The parable of the big toe

By JANET HART LEONARD

From the Hart

Will I ever dare to put my big toe into the crack of another person’s opinion? Will I allow that toe to even consider he or she might be even a tad bit correct in their thinking? Could a compromise be found in that crack?

Will I allow my thoughts to wander into their point of view? Why would someone listen to my opinion if I won’t listen to theirs? Hello?

Have I become so closed-minded that I am deaf to the opinions of those with whom I disagree?

Listen up!

Oh conversations, where have you gone?

Two or more people having a conversation where they are leaning in and listening both to the thoughts as well as the heart of the person speaking. That’s my definition.

I look at the aisles that seem wider than ever and I shake my head as to why people can’t listen to each other and find a compromise. Remember that thing called “compromise” where we give and take? It’s a rarity in the crazy tug-of-war world in which we live today.

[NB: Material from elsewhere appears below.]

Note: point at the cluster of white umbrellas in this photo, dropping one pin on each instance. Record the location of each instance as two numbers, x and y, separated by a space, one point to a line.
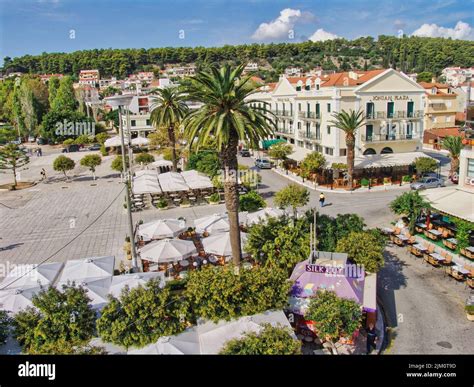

What about me? Am I any different?

Trouble is that I tend to listen in preparation for speaking. I do not take the time to allow the words of the speaker to land inside my mind, let alone my heart, long enough to get an understanding of what they are saying and why they are saying it. It’s as if it is me against the opinionator. (Yes, Chuck, I know that is not a word … but it is now.)

I am already thinking of what I think they need to hear. My thoughts and opinions trump theirs. (Good lands, I even hesitate to use that verb.) I look like I’m listening, but the truth is I am preparing my rebuttal.

I want to defend my thoughts before I even hear what the other person will say. Does anyone else do this? I think I know what they will say, and I know I will not agree with them.

I take their opinions inside the court where I am the jury and judge. Read that again. I am giving them a chance for final arguments knowing what my verdict will be. They will be found wrong in the court of Janet.

Is anyone willing to say “Amen” and “me too”?

As I am getting older, (I’m working hard to do that ever so slowly) I am trying to listen, really LISTEN.

How do I expect anyone else to do so if I can’t listen and compromise? If I can’t be a soft place to share an opinion, how can I expect to find that soft place in others?

In a world so harshly divided can we find a softness as we come together in the median of compromise? The median of compromise is such a rarity in this day and age that I wonder if the world would even recognize it.

I pray I can sit down and lean in and allow a bit of diversity into my mind and my heart. It is there where compromise can enter as well. I pray I can find it for my sake and the world in which I live.

My big toe might just be inching its way towards the crack of differing opinions. If my big toe can do it, I pray others can do it as well.